A new report from Morgan Stanley on the outlook for Macau, the Asian gambling centre in which James Packer’s PBL is pouring billions of dollars of investment into three casinos, offers a striking contrast to the puffery we have been reading from local investment analysts and financial journalists.

As Bloomberg reports:

Wynn Resorts Ltd. and Las Vegas Sands Corp., the US casino companies making the biggest bets in Macau, both fell more than 9 percent in U.S. trading after Morgan Stanley said September gaming revenue in the Chinese region was lower than estimated.

Preliminary revenue climbed a “disappointing” 55 percent from a year earlier, Celeste Mellet Brown, a Morgan Stanley analyst, said today in a research note. The firm had predicted a gain of about 75 percent.

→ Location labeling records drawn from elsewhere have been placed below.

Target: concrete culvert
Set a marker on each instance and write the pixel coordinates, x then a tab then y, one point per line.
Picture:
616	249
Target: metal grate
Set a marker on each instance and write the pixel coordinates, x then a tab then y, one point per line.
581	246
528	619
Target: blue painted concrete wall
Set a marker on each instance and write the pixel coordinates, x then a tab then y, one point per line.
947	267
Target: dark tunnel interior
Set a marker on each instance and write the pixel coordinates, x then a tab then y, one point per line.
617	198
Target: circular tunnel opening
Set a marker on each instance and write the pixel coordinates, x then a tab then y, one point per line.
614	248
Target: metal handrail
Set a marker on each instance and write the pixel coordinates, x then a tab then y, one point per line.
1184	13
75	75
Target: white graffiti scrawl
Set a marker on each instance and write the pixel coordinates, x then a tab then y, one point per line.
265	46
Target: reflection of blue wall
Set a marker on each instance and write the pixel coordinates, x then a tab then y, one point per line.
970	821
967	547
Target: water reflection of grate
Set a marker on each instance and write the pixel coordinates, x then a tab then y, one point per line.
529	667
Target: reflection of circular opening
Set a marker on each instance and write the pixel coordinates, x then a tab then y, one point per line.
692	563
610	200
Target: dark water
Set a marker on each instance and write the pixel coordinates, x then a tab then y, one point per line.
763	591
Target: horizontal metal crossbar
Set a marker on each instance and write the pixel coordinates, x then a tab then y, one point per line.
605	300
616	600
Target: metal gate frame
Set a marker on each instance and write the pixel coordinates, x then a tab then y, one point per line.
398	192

“The gaming revenue number implies that the new supply that came to the market shifted revenue rather than grew the market incrementally,” wrote Mellet Brown, who rates both Wynn and Las Vegas Sands shares “equal weight.”

The opening of new resorts such as the Venetian Macao added about 30 percent more gambling tables, she said.

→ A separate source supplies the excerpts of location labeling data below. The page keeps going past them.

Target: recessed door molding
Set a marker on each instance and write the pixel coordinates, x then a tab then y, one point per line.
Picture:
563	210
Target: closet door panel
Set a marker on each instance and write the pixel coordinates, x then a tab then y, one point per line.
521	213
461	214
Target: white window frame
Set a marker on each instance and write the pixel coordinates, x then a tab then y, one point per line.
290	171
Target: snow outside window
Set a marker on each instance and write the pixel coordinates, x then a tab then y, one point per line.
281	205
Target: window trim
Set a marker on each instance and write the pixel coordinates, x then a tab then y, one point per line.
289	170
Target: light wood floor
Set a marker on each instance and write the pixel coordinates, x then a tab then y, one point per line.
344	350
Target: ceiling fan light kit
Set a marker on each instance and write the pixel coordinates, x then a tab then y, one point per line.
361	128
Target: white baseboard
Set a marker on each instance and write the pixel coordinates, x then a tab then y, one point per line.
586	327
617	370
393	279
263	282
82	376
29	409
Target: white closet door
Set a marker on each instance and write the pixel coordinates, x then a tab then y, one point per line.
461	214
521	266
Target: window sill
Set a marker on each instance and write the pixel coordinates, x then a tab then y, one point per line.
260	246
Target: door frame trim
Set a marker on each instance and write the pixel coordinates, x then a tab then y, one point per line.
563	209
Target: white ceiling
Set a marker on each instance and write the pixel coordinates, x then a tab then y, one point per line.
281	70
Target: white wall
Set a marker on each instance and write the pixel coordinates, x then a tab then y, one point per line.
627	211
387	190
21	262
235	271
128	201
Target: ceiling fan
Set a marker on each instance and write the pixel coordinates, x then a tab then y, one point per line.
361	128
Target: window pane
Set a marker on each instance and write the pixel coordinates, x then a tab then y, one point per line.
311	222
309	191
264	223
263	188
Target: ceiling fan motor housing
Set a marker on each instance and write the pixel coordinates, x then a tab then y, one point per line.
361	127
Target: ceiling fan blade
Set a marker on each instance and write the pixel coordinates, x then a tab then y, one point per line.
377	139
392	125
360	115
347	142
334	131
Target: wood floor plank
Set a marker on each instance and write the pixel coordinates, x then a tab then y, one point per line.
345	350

Wynn, founded by billionaire Steve Wynn, plunged $16.43, or 9.9 percent, to $149.40 at 4pm in Nasdaq Stock Market composite trading, the biggest drop in almost five years. Las Vegas Sands fell $17.03, or 12 percent, to $127.53 on the New York Stock Exchange, the largest decline in almost three years.

Wynn sold PBL Melco (the joint venture between PBL and Lawrence Ho’s Melco Developments) the sublease on a site for PBL Melco’s third casino in Macau. Revenues in the gambling centre have already been impacted by the Chinese Government slowing the number of people allowed to enter Macau from the mainland each day.

The first PBL Melco casino hasn’t had the best of openings, with work unfinished, staff untrained, poor location and poor revenues (except for high rollers).

The impact of the Morgan Stanley report on the PBL share price will be interesting today. PBL closed at $20.30 yesterday, up 74c. But today they were off 35c to $19.80 just after 11am.